Repository files navigation

Inspirations

Stages

When ./cmd/x86/main.go is invoked, input nit source code goes through 5 stages to produce an executable. Usage of this command:

  -asm
        only output assembly; do not output object file or executable
  -asm-path string
        (optional) path to the output assembly file. defaults to [base-path].asm
  -file string
        path to a file containing nit source code
  -obj-path string
        (optional) path to the output file. defaults to [base-path].o
  -out string
        (optional) path to the output executable. defaults to "[base-path].exe"
  -run
        run the generated executable

base-path refers to the name of the .nit file with its extension stripped. However, if the input file does not end in .nit, base-path refers to the name of this file itself.

1. Lexing

The lex package's Lexer takes in or reads nit source code and breaks it up into tokens. For example,

fun sum(a, b int) int {
    let c = 0 // comment are ignored
    return a + b + c
}

Gets translated into

type Token struct {
	Kind    Kind
	Literal string
    // ... (omitted for simplicity)
}

{Fun    "fun"} {Ident  "sum"} {LParen  "("}
{Ident  "a"}   {Comma  ","}    {Ident   "b"}  {Ident "int"}
{RParen ")"}   {LCurly "{"}    {Newline "\n"}

{Let "let"} {Ident "c"} {Assign "="} {Number "0"} {Newline "\n"}

{Return "return"} {Ident   "a"}  {Plus "+"} {Ident "b"} {Plus "+"}
{Ident  "c"}      {Newline "\n"}

{RCurly "}"} {Eof ""}

When the lex package is used by itself, a *Lexer can be created and used in the following way:

// Create a *Lexer
func New(input string, filename string) *Lexer
func NewFromReader(rd io.Reader, filename string) (*Lexer, error)
func NewFromFilename(name string) (*Lexer, error)

// Eg, iterate through tokens and print each

import (
	"log"
	"nit/lex"
)

func main() {
	lexer, err := lex.NewFromFilename("./examples/ret2.nit")
	if err != nil {
		log.Fatalln(err)
	}

	numTokens := 0
	for {
		token := lexer.EatToken()

		log.Println(token)

		numTokens += 1
		if token.Kind == lex.Eof {
			// Reached end of file
			break
		}
	}
	log.Printf("\ngot %d token(s)\n", numTokens)
}

2. Parsing: AST (Abstract Syntax Tree) generation

The ast package's Parser uses lex.Lexer to step through each token and produce a recursive tree structure for later stages to be able to easily step through the code.
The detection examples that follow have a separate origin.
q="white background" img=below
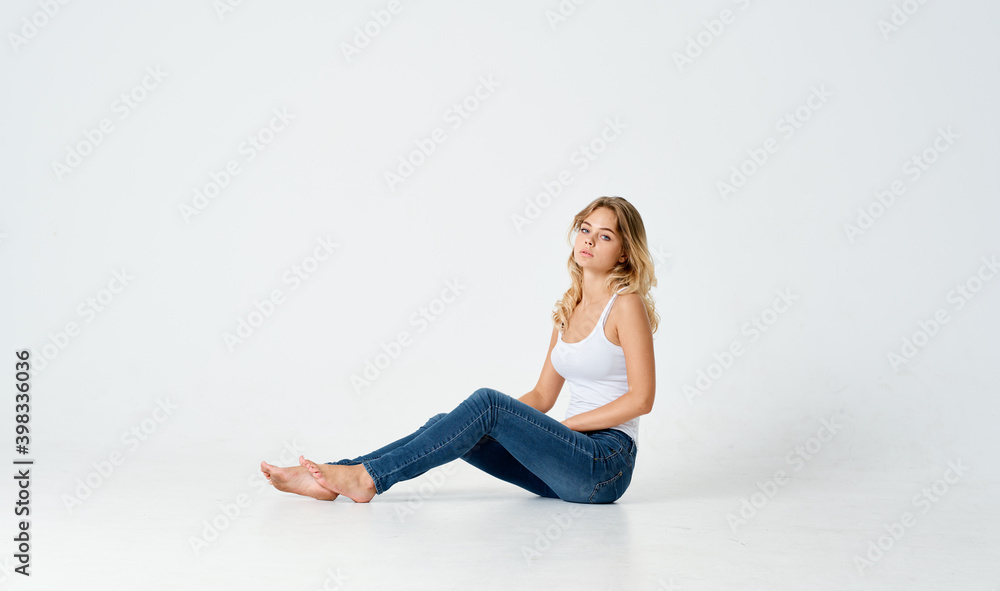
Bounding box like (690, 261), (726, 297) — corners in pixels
(0, 0), (1000, 588)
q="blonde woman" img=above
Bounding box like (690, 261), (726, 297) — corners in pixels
(261, 197), (659, 503)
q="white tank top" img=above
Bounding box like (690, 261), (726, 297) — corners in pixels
(552, 293), (639, 445)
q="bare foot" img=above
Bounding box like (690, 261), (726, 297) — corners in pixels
(260, 462), (337, 501)
(299, 456), (375, 503)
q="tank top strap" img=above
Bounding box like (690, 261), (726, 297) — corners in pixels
(597, 293), (618, 330)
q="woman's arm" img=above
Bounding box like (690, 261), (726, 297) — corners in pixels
(562, 294), (656, 431)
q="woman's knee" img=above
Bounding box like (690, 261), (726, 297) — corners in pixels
(424, 412), (448, 427)
(466, 388), (507, 406)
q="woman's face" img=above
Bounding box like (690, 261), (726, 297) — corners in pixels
(573, 207), (622, 273)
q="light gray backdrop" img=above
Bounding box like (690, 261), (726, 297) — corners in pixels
(0, 0), (1000, 588)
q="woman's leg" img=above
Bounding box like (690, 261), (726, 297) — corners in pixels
(306, 388), (634, 503)
(327, 412), (448, 466)
(462, 435), (559, 499)
(326, 412), (559, 498)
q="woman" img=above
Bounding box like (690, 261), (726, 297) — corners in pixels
(261, 197), (659, 503)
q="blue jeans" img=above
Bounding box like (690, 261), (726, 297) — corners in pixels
(327, 388), (637, 503)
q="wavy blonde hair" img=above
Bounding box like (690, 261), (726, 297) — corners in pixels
(552, 197), (660, 333)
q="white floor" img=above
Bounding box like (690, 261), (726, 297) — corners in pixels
(9, 456), (1000, 591)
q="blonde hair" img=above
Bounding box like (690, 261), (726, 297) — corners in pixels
(552, 197), (660, 333)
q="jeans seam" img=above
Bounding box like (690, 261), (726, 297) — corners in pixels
(376, 405), (492, 488)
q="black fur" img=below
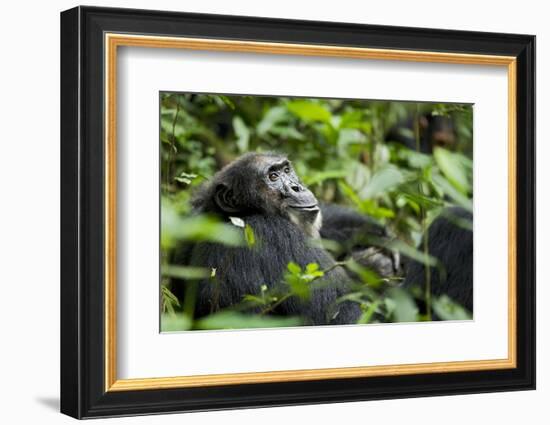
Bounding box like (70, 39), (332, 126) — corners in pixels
(190, 214), (360, 325)
(179, 154), (361, 325)
(172, 154), (472, 325)
(405, 207), (473, 311)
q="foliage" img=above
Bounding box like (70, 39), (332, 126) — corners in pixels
(160, 93), (473, 330)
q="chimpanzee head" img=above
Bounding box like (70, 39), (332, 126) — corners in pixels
(193, 153), (321, 236)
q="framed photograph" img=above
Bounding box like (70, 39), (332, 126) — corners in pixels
(61, 7), (535, 418)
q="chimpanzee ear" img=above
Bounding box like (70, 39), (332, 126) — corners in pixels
(214, 183), (239, 214)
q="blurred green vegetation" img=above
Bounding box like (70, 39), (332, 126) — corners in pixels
(160, 93), (473, 331)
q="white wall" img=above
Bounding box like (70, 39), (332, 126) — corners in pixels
(0, 0), (550, 425)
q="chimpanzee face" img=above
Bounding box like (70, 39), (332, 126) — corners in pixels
(260, 157), (321, 237)
(210, 153), (321, 236)
(263, 158), (319, 210)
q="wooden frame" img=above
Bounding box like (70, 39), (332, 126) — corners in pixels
(61, 7), (535, 418)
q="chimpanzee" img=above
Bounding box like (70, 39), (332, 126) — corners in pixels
(404, 207), (474, 311)
(178, 153), (474, 325)
(385, 114), (462, 154)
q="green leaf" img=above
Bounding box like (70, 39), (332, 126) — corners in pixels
(359, 166), (405, 199)
(286, 261), (302, 275)
(434, 147), (472, 195)
(432, 174), (474, 212)
(286, 100), (331, 124)
(357, 300), (380, 325)
(244, 224), (256, 247)
(233, 115), (250, 153)
(256, 106), (287, 136)
(195, 311), (302, 329)
(306, 263), (319, 273)
(161, 202), (245, 249)
(388, 288), (418, 322)
(174, 172), (198, 184)
(303, 170), (348, 186)
(160, 314), (193, 332)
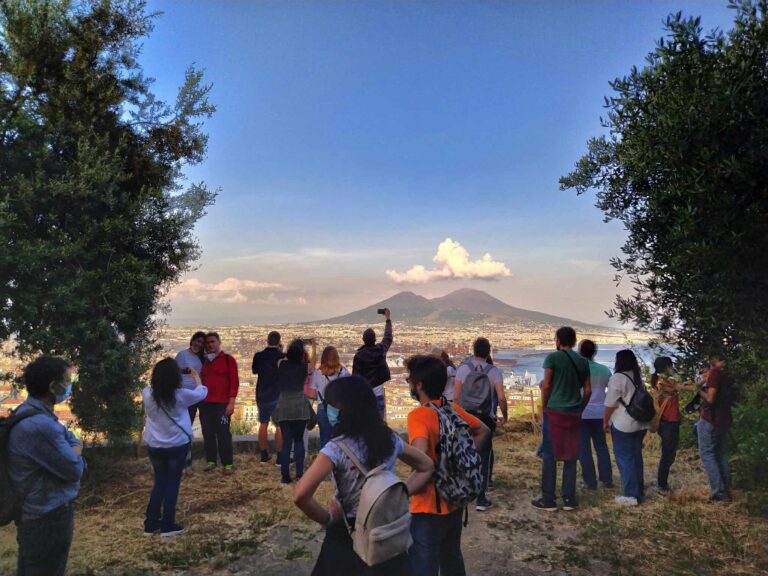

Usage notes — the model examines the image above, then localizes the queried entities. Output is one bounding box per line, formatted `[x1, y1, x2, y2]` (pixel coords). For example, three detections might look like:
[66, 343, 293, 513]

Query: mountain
[311, 288, 600, 327]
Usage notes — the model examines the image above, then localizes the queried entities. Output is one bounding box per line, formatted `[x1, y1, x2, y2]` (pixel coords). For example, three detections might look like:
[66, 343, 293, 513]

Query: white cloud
[387, 238, 512, 284]
[170, 277, 307, 306]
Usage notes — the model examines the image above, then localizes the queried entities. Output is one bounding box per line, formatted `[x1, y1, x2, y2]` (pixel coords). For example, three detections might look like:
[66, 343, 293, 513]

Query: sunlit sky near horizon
[141, 0, 732, 326]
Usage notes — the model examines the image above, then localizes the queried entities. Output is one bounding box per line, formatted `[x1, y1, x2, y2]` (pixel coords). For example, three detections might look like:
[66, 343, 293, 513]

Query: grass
[0, 422, 768, 576]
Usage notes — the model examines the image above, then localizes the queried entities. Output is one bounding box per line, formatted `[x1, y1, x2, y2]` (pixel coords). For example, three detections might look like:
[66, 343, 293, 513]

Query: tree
[560, 0, 768, 368]
[0, 0, 216, 438]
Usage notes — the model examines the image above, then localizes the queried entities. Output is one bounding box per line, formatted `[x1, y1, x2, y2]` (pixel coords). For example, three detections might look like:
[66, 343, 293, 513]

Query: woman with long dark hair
[309, 346, 349, 449]
[293, 376, 434, 576]
[603, 350, 649, 506]
[142, 358, 208, 537]
[275, 339, 309, 484]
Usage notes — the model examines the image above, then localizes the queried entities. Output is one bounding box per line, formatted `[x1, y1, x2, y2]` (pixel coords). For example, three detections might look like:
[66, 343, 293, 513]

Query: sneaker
[531, 498, 557, 512]
[613, 496, 638, 506]
[475, 496, 493, 512]
[160, 524, 186, 538]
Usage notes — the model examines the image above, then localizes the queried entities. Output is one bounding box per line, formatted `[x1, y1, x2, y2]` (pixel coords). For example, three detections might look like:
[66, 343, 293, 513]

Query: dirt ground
[0, 424, 768, 576]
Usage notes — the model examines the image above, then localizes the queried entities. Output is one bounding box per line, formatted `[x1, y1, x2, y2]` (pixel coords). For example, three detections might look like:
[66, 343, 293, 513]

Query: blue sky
[141, 0, 732, 325]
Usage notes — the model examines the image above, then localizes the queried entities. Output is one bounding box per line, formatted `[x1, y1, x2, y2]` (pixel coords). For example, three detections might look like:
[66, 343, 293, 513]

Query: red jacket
[200, 352, 240, 404]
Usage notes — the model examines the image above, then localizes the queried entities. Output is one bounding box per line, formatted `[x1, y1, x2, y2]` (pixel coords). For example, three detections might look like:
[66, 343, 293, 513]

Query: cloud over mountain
[387, 238, 512, 284]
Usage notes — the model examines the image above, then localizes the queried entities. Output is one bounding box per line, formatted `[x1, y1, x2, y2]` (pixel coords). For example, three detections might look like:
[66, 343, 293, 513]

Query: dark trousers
[16, 504, 74, 576]
[280, 420, 307, 480]
[144, 444, 189, 532]
[312, 518, 414, 576]
[199, 402, 232, 466]
[538, 413, 578, 506]
[579, 418, 613, 490]
[611, 426, 646, 502]
[656, 420, 680, 489]
[408, 509, 467, 576]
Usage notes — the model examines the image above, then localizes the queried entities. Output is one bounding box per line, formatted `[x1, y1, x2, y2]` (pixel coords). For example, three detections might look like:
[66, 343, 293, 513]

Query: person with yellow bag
[651, 356, 696, 493]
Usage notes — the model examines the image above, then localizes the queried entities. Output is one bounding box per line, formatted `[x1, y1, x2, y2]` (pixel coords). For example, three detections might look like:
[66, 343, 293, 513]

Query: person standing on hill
[406, 353, 491, 576]
[532, 326, 592, 511]
[579, 340, 613, 490]
[309, 346, 350, 450]
[697, 356, 733, 503]
[7, 356, 85, 576]
[200, 332, 240, 476]
[352, 308, 392, 420]
[251, 331, 285, 463]
[453, 338, 507, 512]
[651, 356, 696, 492]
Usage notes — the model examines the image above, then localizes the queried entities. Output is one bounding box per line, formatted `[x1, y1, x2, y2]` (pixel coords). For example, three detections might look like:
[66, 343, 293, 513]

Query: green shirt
[544, 350, 589, 410]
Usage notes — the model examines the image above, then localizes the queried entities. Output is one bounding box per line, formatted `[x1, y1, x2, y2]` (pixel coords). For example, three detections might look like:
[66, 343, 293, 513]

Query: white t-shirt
[320, 432, 403, 517]
[456, 358, 504, 416]
[141, 386, 208, 448]
[605, 372, 650, 434]
[443, 366, 456, 402]
[309, 366, 349, 400]
[176, 348, 203, 390]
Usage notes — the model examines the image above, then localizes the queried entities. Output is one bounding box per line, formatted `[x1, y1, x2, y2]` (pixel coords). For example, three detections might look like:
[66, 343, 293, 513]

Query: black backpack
[619, 372, 656, 423]
[0, 408, 40, 526]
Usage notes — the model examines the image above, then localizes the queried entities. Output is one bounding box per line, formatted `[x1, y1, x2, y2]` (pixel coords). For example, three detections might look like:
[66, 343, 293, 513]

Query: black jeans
[280, 420, 307, 480]
[656, 420, 680, 489]
[16, 504, 74, 576]
[408, 508, 467, 576]
[312, 518, 420, 576]
[144, 444, 189, 532]
[199, 402, 232, 466]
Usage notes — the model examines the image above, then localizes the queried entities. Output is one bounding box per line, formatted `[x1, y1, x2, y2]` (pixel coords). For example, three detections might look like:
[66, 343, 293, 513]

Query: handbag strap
[157, 403, 192, 443]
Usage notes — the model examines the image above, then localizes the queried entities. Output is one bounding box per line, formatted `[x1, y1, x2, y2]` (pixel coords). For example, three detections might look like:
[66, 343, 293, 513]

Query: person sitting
[293, 376, 434, 576]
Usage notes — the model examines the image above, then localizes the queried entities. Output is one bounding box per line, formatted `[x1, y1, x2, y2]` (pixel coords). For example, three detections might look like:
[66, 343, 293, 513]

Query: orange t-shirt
[408, 400, 482, 514]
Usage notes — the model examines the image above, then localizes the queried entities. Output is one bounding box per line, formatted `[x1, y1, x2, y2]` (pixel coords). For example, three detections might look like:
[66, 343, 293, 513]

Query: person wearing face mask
[8, 356, 86, 576]
[199, 332, 240, 476]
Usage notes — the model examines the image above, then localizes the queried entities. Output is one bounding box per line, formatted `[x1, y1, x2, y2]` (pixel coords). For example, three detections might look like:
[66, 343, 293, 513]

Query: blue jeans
[408, 509, 466, 576]
[656, 420, 680, 489]
[317, 402, 333, 450]
[144, 444, 189, 532]
[698, 418, 731, 499]
[280, 420, 307, 481]
[16, 503, 74, 576]
[579, 418, 613, 490]
[537, 413, 578, 506]
[611, 425, 647, 502]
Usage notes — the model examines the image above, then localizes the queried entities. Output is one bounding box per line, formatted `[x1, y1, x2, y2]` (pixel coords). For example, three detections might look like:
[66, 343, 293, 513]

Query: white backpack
[331, 438, 413, 566]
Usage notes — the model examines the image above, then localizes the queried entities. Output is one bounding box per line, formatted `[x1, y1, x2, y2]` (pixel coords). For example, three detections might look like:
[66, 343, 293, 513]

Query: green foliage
[560, 0, 768, 356]
[0, 0, 216, 439]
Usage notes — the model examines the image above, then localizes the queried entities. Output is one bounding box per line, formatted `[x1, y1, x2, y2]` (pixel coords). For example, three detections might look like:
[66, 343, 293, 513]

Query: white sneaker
[613, 496, 637, 506]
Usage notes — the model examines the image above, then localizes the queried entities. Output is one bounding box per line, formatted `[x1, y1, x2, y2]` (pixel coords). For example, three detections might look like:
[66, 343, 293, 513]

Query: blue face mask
[56, 383, 72, 404]
[325, 404, 341, 426]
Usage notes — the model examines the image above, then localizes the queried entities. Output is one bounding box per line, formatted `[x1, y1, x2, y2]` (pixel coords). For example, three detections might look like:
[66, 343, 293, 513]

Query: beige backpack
[332, 438, 413, 566]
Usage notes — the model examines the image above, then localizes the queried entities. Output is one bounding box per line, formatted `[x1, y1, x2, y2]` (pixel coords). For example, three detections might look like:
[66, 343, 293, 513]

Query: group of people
[533, 327, 734, 511]
[4, 318, 732, 576]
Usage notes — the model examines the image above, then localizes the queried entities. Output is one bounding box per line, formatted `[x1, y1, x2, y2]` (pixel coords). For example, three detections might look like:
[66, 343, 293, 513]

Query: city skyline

The parser would produce roughly the following (simplified for demonstration).

&Fun{
    Name:    &Ident{"sum"},
    Params:  []FunParam{
        {Name: &Ident{"a"}, Type: &Ident{"int"}},
        {Name: &Ident{"b"}, Type: &Ident{"int"}}},
    RetType: &Ident{"int"},
    Body: &Block{
        Stmts: []Stmt{
            &Let{
                Name:  &Ident{"c"},
                Value: &Int{0}},
            &Return{
                Vals: []Expr{
                    &BinaryExpr{
                        Left:     &Ident{"a"},
                        Operator: lex.Token{Kind: lex.Plus},
                        Right:    &BinaryExpr{
                            Left:     &Ident{"b"},
                            Operator: lex.Token{Kind: lex.Plus},
                            Right:    &Ident{"c"}}}}}}}}

When the ast backage is used by itself, a *Parser can be created and user in the following way:

// Create a *Parser
func NewParser(input string, filename string) *Parser {
func NewParserFromFilename(filename string) (*Parser, error) {
func NewParserFromReader(rd io.Reader, filename string) (*Parser, error)

// Eg, print the AST

import (
	"log"
	"nit/ast"
)

func main() {
	parser, err := ast.NewParserFromFilename("./examples/ret2.nit")
	if err != nil {
		log.Fatalln(err)
	}

	program, err := parser.ParseProgram()
	if err != nil {
		log.Fatalln(err)
	}

	log.Println(program)

	log.Printf("\ngot %d top-level statement(s)\n", len(program.Stmts))
}

3. Semantic analysis

The seman (semantic **an**alysis) package walks the raw, untyped AST generated by ast.Parser validates that the language's semantics are adhered to. That is, it type-checks the AST. It makes sure that, among other things,

  • sum is not a name that is already taken (for instance, by another global function or variable)
  • sums parameters a and b actually have a specified type
  • c is not a taken name, and 0 is an expression that produces a type (as opposed to, for example, a call to a function that returns nothing)
  • a + b is a valid operation since both sides are of the same type, and ints support the binary operation +
  • c is in scope and its value can likewise be added to the result of a + b
  • sum returns a single int as it declared it would to so

4. Assembly generation

The asmgen package generates x86_64 assembly which invokes Linux system calls (to achieve things like exiting the program). The generated assembly follows the design of a simple stack machine. The generated x86_64 assembly would look something like this:

global sum
sum:
    ; set up stack frame
    ; redundant push in nit's calling convention? probably
    push rbp
    mov rbp, rsp

    ; allocate local variables
    ; in this case, the only variable is c and it is of type int (size 8)
    sub rsp, 8

    push 0             ; stack = [0]
    pop rax            ; rax = 0; stack = []
    mov [rbp - 8], rax ; c = 0

    ; function parameters are pushed to the stack just before the function is
    ; called, so we access them using the base pointer + an offset, skipping
    ; over the return address.
    ;  - rbp + 8 (upwards) contains the return address
    ;  - rbp + 16 contains b
    ;  - rbp + 24 contains a

    mov rax, [rbp + 24] ; rax = a
    push rax            ; stack = [a]

    mov rax, [rbp + 16] ; rax = b
    push rax            ; stack = [a, b]

    pop rcx      ; rcx = b; stack = [a]
    pop rax      ; rax = a; stack = []
    add rax, rcx ; rax += rcx
    push rax     ; stack = [a+b]

    mov rax, [rbp - 8] ; rax = c
    push rax           ; stack = [a+b, c]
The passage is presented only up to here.